Placer gold deposits form as a result of the breakdown and weathering of existing gold concentrations, erosion of the weathered material and, ultimately, the concentration of that material at a variable distance from its source.

The term "placer" derives from the Spanish word for sand bank or stream eddy. Placer deposits, in the strictest sense, are formed in river systems, but the term is typically used to describe deposits formed in glacial and beach environments.

Placer gold deposits are formed when gold is carried from its source to its site of deposition and concentration by a surface erosional force such as rivers, glaciers, oceans and (rarely) wind.

The formation of gold placers is predicated by two fundamental physical properties of gold. To begin with, gold is dense, with a specific gravity of 19.3 grams per cubic cm -- among the highest for all known minerals or native elements. Also, gold is a native element rather than a mineral (the latter being a naturally occurring inorganic chemical compound), and does not readily react with other elements.

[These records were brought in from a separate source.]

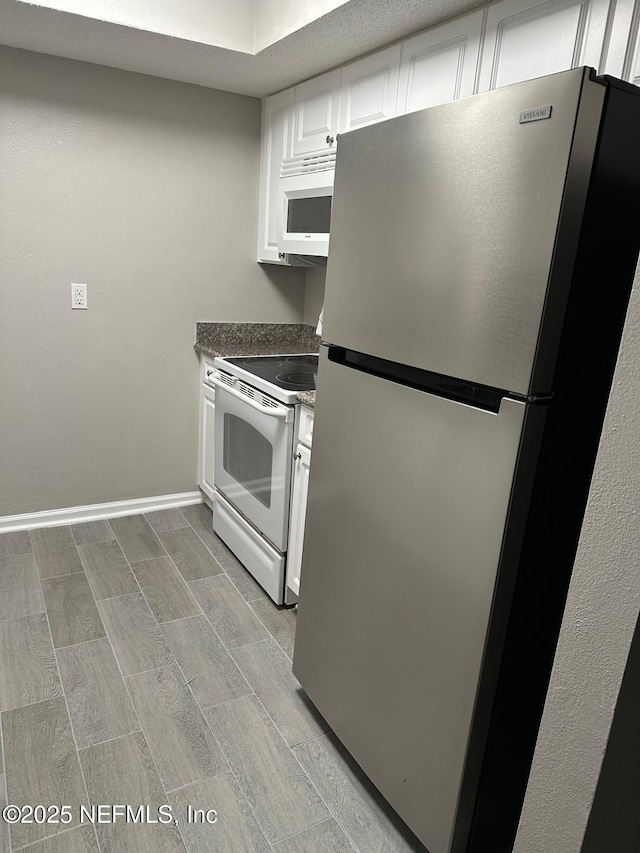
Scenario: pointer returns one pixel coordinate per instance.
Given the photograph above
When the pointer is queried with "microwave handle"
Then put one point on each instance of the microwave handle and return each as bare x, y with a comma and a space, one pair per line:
285, 413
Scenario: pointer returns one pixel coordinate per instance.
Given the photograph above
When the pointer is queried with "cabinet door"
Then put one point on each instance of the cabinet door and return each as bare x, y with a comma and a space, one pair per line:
277, 117
525, 39
316, 113
440, 65
298, 513
369, 89
207, 434
621, 46
631, 71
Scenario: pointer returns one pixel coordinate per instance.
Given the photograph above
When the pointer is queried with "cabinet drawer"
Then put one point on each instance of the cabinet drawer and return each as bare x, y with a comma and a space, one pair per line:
305, 425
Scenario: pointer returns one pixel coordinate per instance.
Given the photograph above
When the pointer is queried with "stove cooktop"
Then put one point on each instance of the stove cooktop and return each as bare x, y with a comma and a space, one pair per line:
290, 372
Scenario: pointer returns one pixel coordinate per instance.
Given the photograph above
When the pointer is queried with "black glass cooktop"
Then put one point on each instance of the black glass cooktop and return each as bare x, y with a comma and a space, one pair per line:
291, 372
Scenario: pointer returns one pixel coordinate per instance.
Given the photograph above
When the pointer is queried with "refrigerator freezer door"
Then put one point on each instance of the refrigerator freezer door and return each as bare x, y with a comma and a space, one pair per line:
408, 499
445, 225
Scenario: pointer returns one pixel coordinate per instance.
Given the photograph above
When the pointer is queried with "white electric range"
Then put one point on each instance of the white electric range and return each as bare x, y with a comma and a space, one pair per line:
256, 398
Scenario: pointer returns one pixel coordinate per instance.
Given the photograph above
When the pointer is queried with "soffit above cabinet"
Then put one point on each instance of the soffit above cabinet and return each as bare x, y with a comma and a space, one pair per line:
224, 57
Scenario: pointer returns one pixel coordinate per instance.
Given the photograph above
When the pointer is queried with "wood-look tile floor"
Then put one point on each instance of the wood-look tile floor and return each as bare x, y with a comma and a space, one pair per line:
140, 664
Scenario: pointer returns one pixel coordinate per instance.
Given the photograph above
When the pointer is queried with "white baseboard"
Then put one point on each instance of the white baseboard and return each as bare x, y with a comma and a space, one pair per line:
95, 512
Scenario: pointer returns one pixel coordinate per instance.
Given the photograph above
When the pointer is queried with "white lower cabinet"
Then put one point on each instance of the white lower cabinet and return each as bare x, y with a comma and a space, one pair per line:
299, 492
206, 442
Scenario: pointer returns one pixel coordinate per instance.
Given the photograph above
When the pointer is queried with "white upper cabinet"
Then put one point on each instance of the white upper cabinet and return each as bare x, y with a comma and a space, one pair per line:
276, 145
525, 39
316, 113
440, 65
369, 89
634, 76
619, 48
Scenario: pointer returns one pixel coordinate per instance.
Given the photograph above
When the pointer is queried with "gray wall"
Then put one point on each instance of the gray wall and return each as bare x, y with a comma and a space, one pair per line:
314, 295
147, 190
594, 645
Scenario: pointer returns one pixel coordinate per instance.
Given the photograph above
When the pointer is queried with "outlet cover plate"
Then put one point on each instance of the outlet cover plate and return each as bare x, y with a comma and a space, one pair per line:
79, 296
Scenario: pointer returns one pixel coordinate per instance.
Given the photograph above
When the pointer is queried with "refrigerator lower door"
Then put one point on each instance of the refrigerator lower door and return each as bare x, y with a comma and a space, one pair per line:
409, 495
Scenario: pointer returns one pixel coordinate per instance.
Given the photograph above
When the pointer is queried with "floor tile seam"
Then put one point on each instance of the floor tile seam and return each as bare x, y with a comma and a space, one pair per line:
164, 550
199, 782
151, 755
311, 739
131, 564
222, 571
304, 772
228, 650
95, 598
82, 642
334, 814
144, 737
18, 553
96, 542
238, 781
63, 574
110, 739
73, 734
46, 615
267, 628
202, 540
153, 669
238, 790
219, 638
169, 529
312, 826
146, 601
251, 692
257, 615
24, 615
29, 704
4, 777
169, 791
35, 556
32, 844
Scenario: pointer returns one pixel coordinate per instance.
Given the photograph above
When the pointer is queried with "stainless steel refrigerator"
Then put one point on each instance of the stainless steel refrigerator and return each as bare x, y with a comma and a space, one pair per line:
481, 258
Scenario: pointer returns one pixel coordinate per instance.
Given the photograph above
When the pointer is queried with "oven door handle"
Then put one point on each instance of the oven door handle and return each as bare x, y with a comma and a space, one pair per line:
285, 413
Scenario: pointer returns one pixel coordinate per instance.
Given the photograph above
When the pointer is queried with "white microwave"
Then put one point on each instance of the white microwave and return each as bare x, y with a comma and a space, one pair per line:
304, 202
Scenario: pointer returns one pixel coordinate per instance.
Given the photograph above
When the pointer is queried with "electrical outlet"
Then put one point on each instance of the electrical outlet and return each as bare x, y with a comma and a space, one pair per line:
79, 296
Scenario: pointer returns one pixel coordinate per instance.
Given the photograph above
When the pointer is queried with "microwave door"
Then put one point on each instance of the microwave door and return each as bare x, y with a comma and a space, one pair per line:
305, 213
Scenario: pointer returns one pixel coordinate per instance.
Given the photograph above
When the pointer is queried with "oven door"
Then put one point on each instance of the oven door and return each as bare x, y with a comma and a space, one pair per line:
253, 446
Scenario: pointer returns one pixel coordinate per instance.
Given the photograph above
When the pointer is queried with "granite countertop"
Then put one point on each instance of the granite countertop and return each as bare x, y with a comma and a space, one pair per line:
308, 398
215, 339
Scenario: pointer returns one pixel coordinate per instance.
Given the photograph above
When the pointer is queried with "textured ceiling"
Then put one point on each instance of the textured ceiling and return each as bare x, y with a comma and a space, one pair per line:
353, 29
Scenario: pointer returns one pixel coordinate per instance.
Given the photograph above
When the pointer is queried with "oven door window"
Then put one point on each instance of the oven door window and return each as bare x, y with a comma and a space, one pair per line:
248, 457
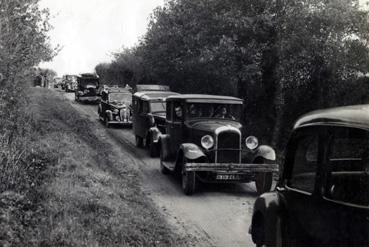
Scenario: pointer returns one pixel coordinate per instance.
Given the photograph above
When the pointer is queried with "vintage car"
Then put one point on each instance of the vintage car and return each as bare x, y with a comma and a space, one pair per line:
87, 87
70, 83
203, 141
115, 106
148, 105
322, 197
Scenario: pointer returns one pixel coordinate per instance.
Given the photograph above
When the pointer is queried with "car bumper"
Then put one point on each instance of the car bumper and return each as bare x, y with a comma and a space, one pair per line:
231, 172
120, 123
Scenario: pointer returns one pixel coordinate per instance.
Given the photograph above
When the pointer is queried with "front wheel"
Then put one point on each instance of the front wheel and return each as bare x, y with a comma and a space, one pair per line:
107, 122
163, 169
153, 149
188, 179
139, 141
263, 182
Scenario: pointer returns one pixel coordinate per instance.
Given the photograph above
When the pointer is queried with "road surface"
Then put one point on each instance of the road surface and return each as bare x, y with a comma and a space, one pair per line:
217, 214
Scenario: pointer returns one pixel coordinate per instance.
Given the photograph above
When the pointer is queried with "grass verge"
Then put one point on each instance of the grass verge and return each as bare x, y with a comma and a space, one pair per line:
80, 198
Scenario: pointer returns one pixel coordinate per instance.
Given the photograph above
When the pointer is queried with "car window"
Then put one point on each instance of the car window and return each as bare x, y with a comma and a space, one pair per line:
304, 165
178, 112
348, 166
145, 107
212, 110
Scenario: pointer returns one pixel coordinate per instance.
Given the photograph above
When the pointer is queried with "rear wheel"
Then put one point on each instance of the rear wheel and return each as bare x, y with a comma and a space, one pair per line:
139, 141
188, 179
277, 237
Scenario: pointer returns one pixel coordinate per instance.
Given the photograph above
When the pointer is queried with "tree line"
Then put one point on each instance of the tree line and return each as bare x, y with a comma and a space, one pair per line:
283, 57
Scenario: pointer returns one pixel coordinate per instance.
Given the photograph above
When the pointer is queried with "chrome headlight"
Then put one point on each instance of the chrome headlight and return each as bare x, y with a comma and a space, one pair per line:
251, 142
207, 142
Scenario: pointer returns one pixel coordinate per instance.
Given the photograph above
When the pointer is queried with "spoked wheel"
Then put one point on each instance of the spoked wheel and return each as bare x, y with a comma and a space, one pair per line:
188, 179
106, 121
153, 149
139, 141
263, 182
163, 169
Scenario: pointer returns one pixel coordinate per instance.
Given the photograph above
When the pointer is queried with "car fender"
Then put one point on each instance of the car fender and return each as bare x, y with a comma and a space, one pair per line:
154, 134
109, 114
191, 151
265, 152
267, 208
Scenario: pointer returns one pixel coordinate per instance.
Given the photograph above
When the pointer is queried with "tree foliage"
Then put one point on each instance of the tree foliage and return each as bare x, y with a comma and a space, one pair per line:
283, 57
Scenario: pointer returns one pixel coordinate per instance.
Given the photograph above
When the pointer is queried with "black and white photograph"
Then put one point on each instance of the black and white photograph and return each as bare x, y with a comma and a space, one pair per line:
215, 123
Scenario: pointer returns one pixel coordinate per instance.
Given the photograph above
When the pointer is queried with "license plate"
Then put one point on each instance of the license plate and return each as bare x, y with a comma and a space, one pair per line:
228, 177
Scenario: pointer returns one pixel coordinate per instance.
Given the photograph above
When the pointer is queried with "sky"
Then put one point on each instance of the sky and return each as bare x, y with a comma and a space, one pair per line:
90, 30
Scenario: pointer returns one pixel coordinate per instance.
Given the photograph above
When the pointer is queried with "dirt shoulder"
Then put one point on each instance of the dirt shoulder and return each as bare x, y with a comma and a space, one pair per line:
90, 195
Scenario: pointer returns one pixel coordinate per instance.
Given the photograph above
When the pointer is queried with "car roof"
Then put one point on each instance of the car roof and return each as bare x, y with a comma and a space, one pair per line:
206, 98
117, 90
152, 95
349, 116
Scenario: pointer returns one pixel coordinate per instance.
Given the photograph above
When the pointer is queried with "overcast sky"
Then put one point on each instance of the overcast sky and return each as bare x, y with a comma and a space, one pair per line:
89, 30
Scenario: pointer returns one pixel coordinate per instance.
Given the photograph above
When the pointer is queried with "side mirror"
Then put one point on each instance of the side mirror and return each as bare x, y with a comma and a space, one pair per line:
151, 119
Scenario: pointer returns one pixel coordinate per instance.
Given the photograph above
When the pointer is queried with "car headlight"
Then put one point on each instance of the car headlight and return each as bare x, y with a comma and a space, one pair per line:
207, 142
251, 142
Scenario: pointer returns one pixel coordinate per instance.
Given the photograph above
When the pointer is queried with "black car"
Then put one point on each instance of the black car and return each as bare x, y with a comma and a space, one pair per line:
203, 142
322, 198
115, 106
87, 88
148, 109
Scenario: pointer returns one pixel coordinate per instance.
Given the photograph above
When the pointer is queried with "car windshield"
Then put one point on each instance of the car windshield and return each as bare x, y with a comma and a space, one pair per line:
348, 157
212, 110
157, 106
120, 97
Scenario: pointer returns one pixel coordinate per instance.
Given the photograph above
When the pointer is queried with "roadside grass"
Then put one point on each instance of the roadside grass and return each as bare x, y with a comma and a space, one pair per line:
88, 194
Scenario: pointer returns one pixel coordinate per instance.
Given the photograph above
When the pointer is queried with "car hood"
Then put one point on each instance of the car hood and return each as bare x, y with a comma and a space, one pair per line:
89, 86
160, 115
119, 104
211, 125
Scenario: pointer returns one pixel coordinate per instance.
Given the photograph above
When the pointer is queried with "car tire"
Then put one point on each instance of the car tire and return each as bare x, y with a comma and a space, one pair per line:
139, 141
153, 148
188, 179
263, 182
163, 169
279, 239
106, 121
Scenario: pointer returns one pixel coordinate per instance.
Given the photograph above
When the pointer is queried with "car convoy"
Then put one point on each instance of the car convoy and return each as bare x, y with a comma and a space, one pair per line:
322, 196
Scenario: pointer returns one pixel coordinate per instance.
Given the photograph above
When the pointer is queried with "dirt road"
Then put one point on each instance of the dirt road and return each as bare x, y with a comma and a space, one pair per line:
218, 215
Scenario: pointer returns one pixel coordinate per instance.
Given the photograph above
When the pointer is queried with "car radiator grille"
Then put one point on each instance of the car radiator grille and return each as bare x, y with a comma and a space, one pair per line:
228, 147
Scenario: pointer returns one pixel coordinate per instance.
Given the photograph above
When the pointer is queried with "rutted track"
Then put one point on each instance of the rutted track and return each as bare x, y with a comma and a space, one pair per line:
218, 215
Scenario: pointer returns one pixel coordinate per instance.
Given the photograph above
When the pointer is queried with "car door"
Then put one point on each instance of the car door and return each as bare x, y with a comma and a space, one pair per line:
303, 162
175, 126
141, 123
346, 188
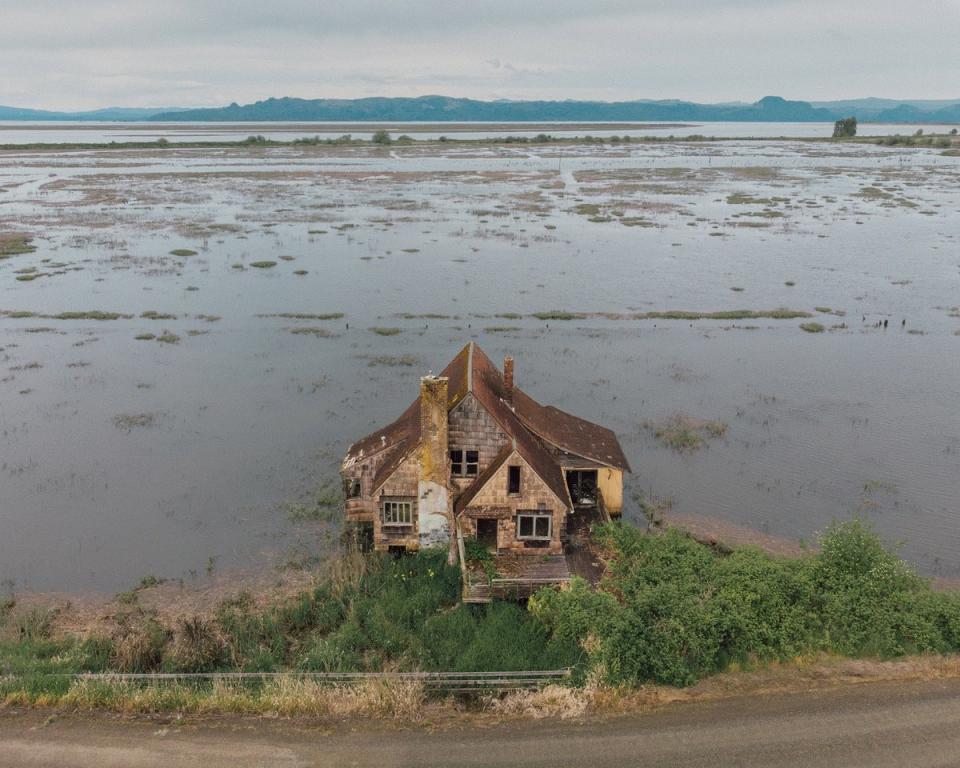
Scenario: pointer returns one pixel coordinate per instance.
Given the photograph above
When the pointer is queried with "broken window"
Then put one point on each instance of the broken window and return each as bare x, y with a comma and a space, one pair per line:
354, 489
464, 463
513, 480
534, 526
397, 512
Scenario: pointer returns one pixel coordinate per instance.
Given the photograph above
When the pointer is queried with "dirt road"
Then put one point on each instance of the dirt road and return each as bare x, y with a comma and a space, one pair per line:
912, 724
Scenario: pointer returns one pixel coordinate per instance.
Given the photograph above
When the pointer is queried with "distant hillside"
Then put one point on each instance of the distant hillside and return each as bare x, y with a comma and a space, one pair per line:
870, 109
119, 114
446, 109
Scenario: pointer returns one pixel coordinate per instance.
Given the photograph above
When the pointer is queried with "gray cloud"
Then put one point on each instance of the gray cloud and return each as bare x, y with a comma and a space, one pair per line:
68, 54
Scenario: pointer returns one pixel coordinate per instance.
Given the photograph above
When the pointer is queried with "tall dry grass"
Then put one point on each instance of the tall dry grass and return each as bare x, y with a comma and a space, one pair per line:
378, 698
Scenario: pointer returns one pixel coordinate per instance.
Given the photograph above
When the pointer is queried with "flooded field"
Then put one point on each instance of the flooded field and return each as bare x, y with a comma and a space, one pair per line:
190, 339
21, 132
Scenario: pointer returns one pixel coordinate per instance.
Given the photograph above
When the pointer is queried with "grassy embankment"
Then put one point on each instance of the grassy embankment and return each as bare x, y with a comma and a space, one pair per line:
669, 611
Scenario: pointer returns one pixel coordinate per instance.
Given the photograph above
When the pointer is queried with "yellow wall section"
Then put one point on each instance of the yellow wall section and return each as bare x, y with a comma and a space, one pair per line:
610, 482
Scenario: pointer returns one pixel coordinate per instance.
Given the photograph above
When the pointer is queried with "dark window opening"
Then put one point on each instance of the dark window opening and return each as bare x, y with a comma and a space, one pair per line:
583, 486
487, 532
354, 489
534, 526
464, 463
513, 480
399, 513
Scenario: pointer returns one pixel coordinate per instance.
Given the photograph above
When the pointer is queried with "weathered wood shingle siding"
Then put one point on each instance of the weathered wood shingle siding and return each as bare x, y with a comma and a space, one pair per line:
473, 428
533, 493
401, 484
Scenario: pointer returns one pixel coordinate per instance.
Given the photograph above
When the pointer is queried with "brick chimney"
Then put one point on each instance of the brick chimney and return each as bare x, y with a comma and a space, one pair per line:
434, 511
508, 379
433, 429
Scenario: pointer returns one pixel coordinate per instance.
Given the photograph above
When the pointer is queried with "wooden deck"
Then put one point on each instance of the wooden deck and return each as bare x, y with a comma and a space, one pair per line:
517, 577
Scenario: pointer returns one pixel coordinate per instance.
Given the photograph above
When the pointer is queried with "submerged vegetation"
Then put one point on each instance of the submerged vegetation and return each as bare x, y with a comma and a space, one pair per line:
686, 434
15, 245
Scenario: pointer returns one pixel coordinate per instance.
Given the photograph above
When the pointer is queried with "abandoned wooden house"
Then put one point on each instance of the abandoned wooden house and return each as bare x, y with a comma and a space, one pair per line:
474, 456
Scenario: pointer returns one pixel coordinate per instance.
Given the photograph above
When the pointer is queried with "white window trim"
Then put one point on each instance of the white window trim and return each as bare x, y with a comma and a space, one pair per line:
535, 516
464, 463
399, 503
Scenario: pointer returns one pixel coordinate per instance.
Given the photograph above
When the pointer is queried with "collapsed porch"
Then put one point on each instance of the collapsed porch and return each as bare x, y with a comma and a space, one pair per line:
512, 576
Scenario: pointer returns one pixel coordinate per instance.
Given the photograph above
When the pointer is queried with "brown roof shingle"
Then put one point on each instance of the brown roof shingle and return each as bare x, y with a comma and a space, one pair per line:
528, 423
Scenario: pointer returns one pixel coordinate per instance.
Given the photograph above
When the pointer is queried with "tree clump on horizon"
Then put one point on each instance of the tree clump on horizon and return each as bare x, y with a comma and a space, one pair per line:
845, 128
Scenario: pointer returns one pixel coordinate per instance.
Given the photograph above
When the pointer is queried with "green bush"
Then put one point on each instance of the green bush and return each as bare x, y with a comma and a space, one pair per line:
672, 610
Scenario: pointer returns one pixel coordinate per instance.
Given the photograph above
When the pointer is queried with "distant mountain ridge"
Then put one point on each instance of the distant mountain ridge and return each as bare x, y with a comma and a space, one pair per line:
448, 109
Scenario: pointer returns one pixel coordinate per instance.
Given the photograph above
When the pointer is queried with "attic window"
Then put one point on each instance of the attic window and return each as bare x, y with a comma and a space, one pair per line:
513, 480
397, 512
464, 463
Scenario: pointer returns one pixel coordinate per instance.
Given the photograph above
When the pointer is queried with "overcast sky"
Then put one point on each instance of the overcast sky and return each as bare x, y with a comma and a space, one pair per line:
80, 54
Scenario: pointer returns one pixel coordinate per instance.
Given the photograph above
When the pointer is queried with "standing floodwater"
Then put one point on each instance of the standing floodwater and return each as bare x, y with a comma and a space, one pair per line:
198, 334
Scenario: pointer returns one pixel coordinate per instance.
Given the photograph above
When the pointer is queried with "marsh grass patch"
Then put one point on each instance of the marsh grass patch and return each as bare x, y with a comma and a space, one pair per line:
686, 434
131, 421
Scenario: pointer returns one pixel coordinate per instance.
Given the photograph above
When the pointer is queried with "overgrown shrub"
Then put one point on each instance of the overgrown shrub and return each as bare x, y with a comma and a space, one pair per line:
139, 645
197, 645
672, 610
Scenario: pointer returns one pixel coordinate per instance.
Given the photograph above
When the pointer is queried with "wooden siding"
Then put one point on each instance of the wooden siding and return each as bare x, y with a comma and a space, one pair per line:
493, 498
473, 428
401, 484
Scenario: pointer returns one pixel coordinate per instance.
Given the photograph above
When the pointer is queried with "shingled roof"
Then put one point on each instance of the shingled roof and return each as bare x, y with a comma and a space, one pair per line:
530, 425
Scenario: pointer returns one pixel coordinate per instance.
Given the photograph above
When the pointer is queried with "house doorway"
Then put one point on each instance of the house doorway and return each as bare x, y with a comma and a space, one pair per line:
487, 532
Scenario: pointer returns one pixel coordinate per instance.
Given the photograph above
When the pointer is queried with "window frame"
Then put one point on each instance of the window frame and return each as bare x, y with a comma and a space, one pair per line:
535, 516
397, 504
461, 464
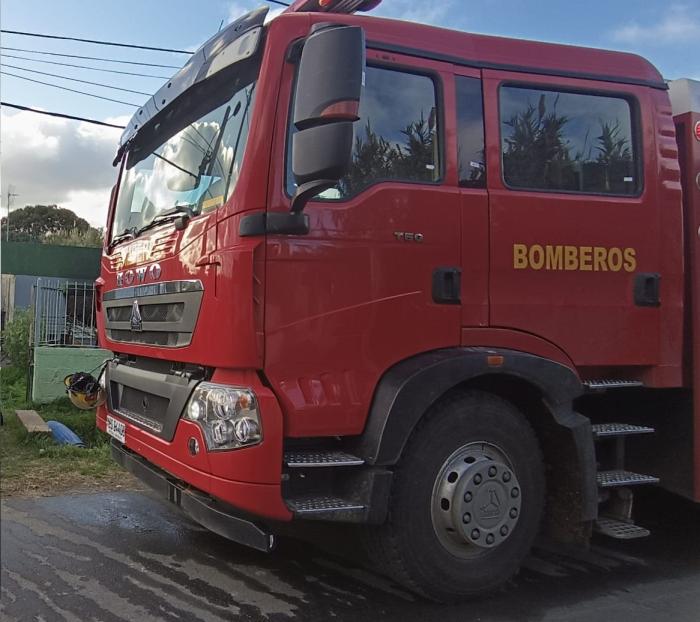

A corollary of this second point is that gold is difficult to dissolve out of rock or minerals. The original source of the gold is unimportant, ranging, as it does, from mesothermal lode deposits to massive sulphide deposits to disseminated sulphides in bedrock to pre-existing placer systems. Placer deposits depend on an original pre-concentration of gold which can be liberated through weathering. Eluvial, or residual, placers are a type of placer deposit in which gold has undergone little transport and actually formed on, or near, the original source through the weathering or erosion of host rock. Owing to its relative chemical inertness, gold remains behind while the surrounding material is removed, essentially concentrating the gold in the weathered remnants.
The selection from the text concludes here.